Afaik tensorRT still requires fixed input batch size: See https://github.com/jkjung-avt/tensorrt_demos/issues/25

jkjung-avt commented 2 years ago

This discussion might be helpful: https://github.com/jkjung-avt/tensorrt_demos/issues/457

You could also check out the dynamic batch size plugin implementation by @philipp-schmidt: https://github.com/jkjung-avt/tensorrt_demos/pull/465

philipp-schmidt commented 2 years ago

Hello everyone,

dynamic batch size requires a different implementation of the plugin. It is only the interface that changes, not the actual code / computation. I have submitted a merge request that I could not finish properly till now unfortunately. It works well with the standard yolov4 but I was seeing some errors for other variants (e.g. yolov4-tiny-3l). This suggests that some of the "dimension calculations" functions is not generalized well for all variants and calculates stuff wrongly.

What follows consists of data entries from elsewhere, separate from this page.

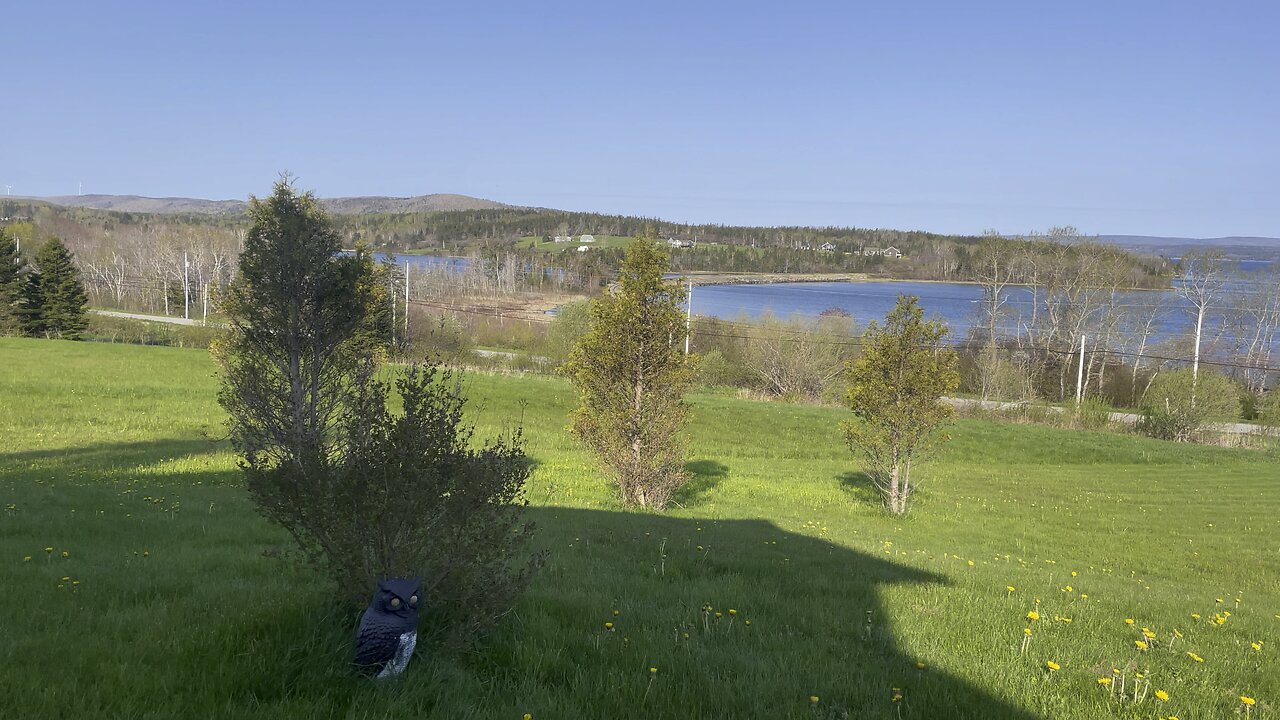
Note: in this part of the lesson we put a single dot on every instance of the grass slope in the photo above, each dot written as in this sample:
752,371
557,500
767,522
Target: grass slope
173,596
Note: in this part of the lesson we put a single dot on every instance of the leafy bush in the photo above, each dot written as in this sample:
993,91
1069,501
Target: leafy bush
1178,405
407,496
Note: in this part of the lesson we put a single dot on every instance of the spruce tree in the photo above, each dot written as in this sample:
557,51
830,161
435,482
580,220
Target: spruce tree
55,295
12,281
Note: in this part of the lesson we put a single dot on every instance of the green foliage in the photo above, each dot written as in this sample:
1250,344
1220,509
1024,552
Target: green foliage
54,302
407,496
1180,404
12,281
631,377
1269,408
894,391
295,313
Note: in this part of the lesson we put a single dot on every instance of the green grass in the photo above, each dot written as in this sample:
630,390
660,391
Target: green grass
177,601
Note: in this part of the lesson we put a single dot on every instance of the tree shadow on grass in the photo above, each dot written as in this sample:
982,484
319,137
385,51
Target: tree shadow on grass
703,478
818,624
860,487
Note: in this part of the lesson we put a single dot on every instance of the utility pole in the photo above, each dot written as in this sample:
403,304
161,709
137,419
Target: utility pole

ONNX unfortunately does not support all plugin implementations, so we can not just use my plugin implementation and settings from yolov4-triton-tensorrt repo. ONNX rejects that. Dynamic batching works there when I implement the network layer by layer in TensorRT without ONNX.

You can have a look at the changes I made in my PR and double check them. Jkjung didn't have the time yet which is absolutely fair.

philipp-schmidt commented 2 years ago

@EyGy that's not true, my repo shows otherwise. I can use dynamic batch size. It is the ONNX loader which expects fixed size for plugin layers or the most recent plugin interface.

I don't have the details, but the main difference is the "mode" that you load networks in TensorRT. It is a flag of the builder in the code.

philipp-schmidt commented 2 years ago

I think there is a mode where you can have a dynamic batch (!) size but are limited to static input dimension (TensorRT will just assume the batch size for a static input definition). Unfortunately ONNX rejects that mode.

EyGy commented 2 years ago

Very interesting, so i guess i had it wrong... Thanks for the clarification!